Стефен коснулся краешка тетради. Никчемность.

— Так ты разобрался как их решать? — спросил он.

— Номер одиннадцатый и пятнадцатый, — ответил Саржент. — М-р Дизи велел мне переписать их с доски, сэр.

— Можешь их сам решить?

— Нет, сэр.

Нескладный хлюпик: худая шея, спутанные волосы и клякса на лице — ложе улитки. Но и таких любят, хотя бы та, что носила его под сердцем и на руках. Без неё мир растоптал бы его, расплющив как бескостного слизня. Она любила его жиденькую немочную кровь, нацеженную из её жил. Может в этом суть? Единственная правда жизни? Неистовый Коламбанус переступает распростёртое тело матери нести Европе свет святой веры. Её уж нет: трепещет объятый пламенем скелетик веточки, запах красного дерева и влажного пепла. Она уберегла его, чтоб не растоптали и ушла, едва побыв. Душа унеслась в рай: а на пустоши, при свете подмигивающих звезд, лис в рыжей, пропахшей грабежами шкуре, с безжалостно блестящим взором скрёб землю, прислушивался, отгребал, прислушивался, скрёб и отгребал.

Сев рядом с ним, Стефен решил пример. Доказывает посредством алгебры, что дух Шекспира — дедушка Гамлета. Скосив очки, Саржент заглядывал сбоку. Перестук хоккейных клюшек в кладовке: глухой удар по мячу и вопли на поле. По странице в церемонном танце выступали символы в карнавальной оболочке своих цифр, в странных шляпах-степенях из квадратов и кубов. Взяться за руки, переход, поклон партнеру: так: бесы фантазии мавров. Тоже ушли из мира, Авиценна и Муса Маймонид, тёмные люди лицом и движеньями, отражавшие в своих кривых зеркалах тёмную душу мира, тьму отражающую свет, непоститжимую для света.
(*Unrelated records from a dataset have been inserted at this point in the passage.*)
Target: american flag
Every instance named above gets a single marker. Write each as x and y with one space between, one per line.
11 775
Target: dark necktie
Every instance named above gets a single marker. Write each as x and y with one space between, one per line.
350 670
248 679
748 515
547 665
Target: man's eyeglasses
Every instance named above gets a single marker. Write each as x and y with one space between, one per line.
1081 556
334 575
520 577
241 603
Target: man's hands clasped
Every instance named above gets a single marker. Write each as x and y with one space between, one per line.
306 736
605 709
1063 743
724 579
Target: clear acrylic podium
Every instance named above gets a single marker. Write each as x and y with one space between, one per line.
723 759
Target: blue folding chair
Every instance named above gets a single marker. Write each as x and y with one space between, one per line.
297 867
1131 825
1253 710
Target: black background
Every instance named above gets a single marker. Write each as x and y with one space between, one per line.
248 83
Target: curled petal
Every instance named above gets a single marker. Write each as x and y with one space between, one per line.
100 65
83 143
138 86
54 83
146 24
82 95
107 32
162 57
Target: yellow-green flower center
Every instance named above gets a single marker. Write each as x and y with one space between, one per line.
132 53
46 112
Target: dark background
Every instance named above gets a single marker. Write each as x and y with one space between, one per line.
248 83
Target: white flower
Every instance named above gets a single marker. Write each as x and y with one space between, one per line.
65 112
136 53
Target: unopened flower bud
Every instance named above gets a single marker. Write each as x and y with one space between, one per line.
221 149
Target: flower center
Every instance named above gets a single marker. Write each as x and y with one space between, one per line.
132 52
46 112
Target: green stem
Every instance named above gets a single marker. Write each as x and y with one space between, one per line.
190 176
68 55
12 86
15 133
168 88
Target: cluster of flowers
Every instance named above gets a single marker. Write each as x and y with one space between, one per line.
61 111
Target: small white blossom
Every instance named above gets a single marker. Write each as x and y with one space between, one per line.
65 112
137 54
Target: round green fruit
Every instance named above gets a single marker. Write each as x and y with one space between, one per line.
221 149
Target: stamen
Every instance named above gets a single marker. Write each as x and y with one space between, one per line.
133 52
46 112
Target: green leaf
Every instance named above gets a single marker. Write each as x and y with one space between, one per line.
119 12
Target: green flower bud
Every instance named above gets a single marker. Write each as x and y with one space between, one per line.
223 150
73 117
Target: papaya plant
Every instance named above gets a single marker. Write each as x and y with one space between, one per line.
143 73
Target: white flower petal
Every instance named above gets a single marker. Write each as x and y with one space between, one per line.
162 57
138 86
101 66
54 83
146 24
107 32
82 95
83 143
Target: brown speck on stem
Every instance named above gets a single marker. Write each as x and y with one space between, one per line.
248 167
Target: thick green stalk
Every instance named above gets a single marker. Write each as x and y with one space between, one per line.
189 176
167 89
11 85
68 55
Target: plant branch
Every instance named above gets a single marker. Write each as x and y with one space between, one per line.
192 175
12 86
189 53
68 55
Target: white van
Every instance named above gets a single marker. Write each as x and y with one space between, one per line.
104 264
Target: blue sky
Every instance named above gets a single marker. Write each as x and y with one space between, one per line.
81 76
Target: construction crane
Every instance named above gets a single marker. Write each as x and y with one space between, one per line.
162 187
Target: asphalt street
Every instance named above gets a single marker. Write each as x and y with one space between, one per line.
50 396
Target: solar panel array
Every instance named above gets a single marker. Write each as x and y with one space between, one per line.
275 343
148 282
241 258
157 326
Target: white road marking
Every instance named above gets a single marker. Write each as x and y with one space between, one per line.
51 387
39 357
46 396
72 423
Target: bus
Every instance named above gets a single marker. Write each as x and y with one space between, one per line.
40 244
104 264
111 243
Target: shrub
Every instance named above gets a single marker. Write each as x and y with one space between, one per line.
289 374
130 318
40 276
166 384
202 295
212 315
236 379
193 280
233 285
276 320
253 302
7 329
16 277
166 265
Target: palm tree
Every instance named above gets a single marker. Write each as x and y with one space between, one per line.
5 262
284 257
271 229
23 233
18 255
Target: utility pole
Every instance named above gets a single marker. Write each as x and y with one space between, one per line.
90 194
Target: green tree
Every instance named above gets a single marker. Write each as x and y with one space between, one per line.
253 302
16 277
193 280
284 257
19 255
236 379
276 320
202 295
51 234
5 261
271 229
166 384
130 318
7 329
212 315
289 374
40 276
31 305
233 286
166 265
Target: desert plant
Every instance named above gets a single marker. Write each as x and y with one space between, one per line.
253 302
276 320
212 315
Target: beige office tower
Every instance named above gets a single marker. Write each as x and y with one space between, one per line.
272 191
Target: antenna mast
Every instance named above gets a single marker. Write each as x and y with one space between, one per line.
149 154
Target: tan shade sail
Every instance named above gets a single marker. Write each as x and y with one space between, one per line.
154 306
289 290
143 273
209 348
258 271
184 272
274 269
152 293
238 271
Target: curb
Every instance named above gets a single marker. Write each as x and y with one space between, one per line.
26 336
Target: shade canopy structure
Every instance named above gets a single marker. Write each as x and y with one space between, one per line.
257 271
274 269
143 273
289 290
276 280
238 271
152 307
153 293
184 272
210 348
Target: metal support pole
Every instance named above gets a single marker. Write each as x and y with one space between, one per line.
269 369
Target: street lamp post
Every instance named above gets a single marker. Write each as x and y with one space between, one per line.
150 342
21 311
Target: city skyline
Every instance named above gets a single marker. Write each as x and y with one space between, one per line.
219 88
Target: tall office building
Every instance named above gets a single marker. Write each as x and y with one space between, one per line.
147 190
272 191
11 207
— Теперь понятно? Сможешь другой сам решить?

— Да, сэр.

Размашистыми тёмными черточками Саржент переписал задание. В постоянном ожидании подсказки, рука его послушливо двигала переменчивые символы, лёгкая краска пристыженности мерцала под серой кожей. Amor matris: в именительном и родительном падежах. Своей немочной кровью и сывороточным молоком вскормила она его, скрывая в пелёнках от чужих взглядов.

Был таким же, и плечи покатые, и та же нескладность. Это моё детство сутулится рядом со мной. Слишком далеко от меня, чтоб положить руку хоть раз, хоть легонько. Моя и его тайны разобщены, как взгляды наших глаз. Тайны безмолвно, окаменело сидят в тёмных дворцах наших двух сердец: тайны уставшие от своей тирании: тираны жаждущие, чтоб их свергли.

Пример решён.

— Видишь как просто, — сказал Стефен, вставая.

— Да, сэр. Спасибо, — ответил Саржент.

Он просушил страницу тонким листком промокашки и понёс тетрадь обратно к своей парте.

— Хватай-ка, лучше, клюшку да бегом к ним, — сказал Стефен, идя к двери вслед за неказистой фигуркой мальчика.

— Да, сэр.

В коридоре послышалось его имя, выкрикнутое на игровом поле.

— Саржент!

— Беги, — повторил Стефен. — М-р Дизи зовёт.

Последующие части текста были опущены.